JOSETTE MARIE QUINATA, Southern California Chapter of Famoksaiyan, said her homeland was threatened by the impending United States military build-up on Guam that was scheduled to begin in 2010. Yet Guam continued to be excluded from decisions that would affect the very people whose environment would be destroyed, and whose concerns were second to militarization and colonialism. The question of Guam was not solely based on political turmoil and chaos among those who claimed Guam as a United States possession, but also a reflection of Guam's identity, which continued to suffer from political hegemony and an administering Power that failed to recognize and respect political rights. Quinata recounted a dream in which she saw her ancestors, and spoke about revitalizing the Chamorro people and preserving their language and culture. She said that a powerful calling had kept her passion alive in understanding Guam's heritage and struggle for self-determination. She looked forward to creating a future moved by education, healthcare, and social programs to reaffirm that the question of Guam was a question of decolonization and the eradication of militarism and colonialism. MARIA ROBERTS noted that the people of Guam were strong, and had a resilient culture that had continued to prevail amidst agonies of political disarray, militarism and colonial dominance. Yet, the people's voices for choosing their own political destiny had been silenced, ignore and marginalized from democratic participation.

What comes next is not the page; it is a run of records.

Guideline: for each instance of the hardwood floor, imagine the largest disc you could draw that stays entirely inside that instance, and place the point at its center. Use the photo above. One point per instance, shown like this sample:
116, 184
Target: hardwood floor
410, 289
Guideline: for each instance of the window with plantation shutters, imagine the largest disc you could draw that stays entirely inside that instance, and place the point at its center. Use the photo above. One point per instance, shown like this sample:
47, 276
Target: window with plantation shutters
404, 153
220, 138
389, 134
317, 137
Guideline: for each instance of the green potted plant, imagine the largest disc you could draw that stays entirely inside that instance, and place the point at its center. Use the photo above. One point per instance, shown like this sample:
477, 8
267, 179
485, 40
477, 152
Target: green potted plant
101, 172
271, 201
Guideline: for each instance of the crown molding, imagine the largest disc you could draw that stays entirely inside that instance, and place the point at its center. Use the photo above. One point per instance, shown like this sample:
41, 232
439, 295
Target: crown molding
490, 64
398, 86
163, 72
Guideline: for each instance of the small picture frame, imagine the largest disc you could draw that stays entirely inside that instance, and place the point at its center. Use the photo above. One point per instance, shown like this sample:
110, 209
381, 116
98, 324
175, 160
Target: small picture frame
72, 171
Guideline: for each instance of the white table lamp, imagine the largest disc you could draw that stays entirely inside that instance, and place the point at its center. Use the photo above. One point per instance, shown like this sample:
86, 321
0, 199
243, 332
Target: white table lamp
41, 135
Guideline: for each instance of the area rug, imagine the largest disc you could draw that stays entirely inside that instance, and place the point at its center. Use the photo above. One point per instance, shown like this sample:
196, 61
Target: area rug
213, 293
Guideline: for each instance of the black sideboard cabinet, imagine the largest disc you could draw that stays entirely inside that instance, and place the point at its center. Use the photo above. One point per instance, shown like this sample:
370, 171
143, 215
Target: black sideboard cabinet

This year's Guam Delegation continues the work and legacy of former senator HOPE ALVAREZ CRISTOBAL, Guahan Coalition for Peace and Justice. Each Guam delegate provided citations from Cristobal's human rights scholarship. In her last UN testimony in 2008, Cristobal noted that the Chamorro people of Guam had a long history as a free and independent people, interrupted by over 450 years of colonization by outside nations beginning in the sixteenth century. She said that earlier United Nations resolutions had addressed military issues in the operative clause calling on the administering Power to ensure that the presence of military bases and installations would not constitute an obstacle to decolonization. However, she said the United Nations today seemed satisfied with obscure reference to the military -- the single most serious impediment to decolonization. Those types of changes undermined the intent and purpose of the United Nations Charter, especially Chapter 11, devoted to the territories whose people had not attained a full measure of self-government.

The administering Power of Guam had in the past cited the issue of its military activities as one of the reasons why that Power would no longer cooperate with the Committee. She noted the positive light used to describe the massive militarization of Guam in the working paper, which said its inhabitants generally welcomed the build-up, and the Guam Delegation said nothing could be further from the truth. The colonization of the Chamorro people through the militarization of Guam, combined with over a century of United States immigration policies, was a flagrant violation by the administering Power of accepted standards in its fiduciary responsibilities. Guam's administering Power had neglected the people's right as an indigenous people, and the people had long suffered at the hands of outside influences and decisions that neglected their voices and interests.

The 2010 Guam delegation to the United Nations will participate in a series of Pacific Islands Studies events (November-January) to share their research findings. Guam United Nations events will take place at the University of California Berkeley, the University of Toronto, the University of Washington, the University of Washington Seattle and the University of California Los Angeles and the University of Southern California.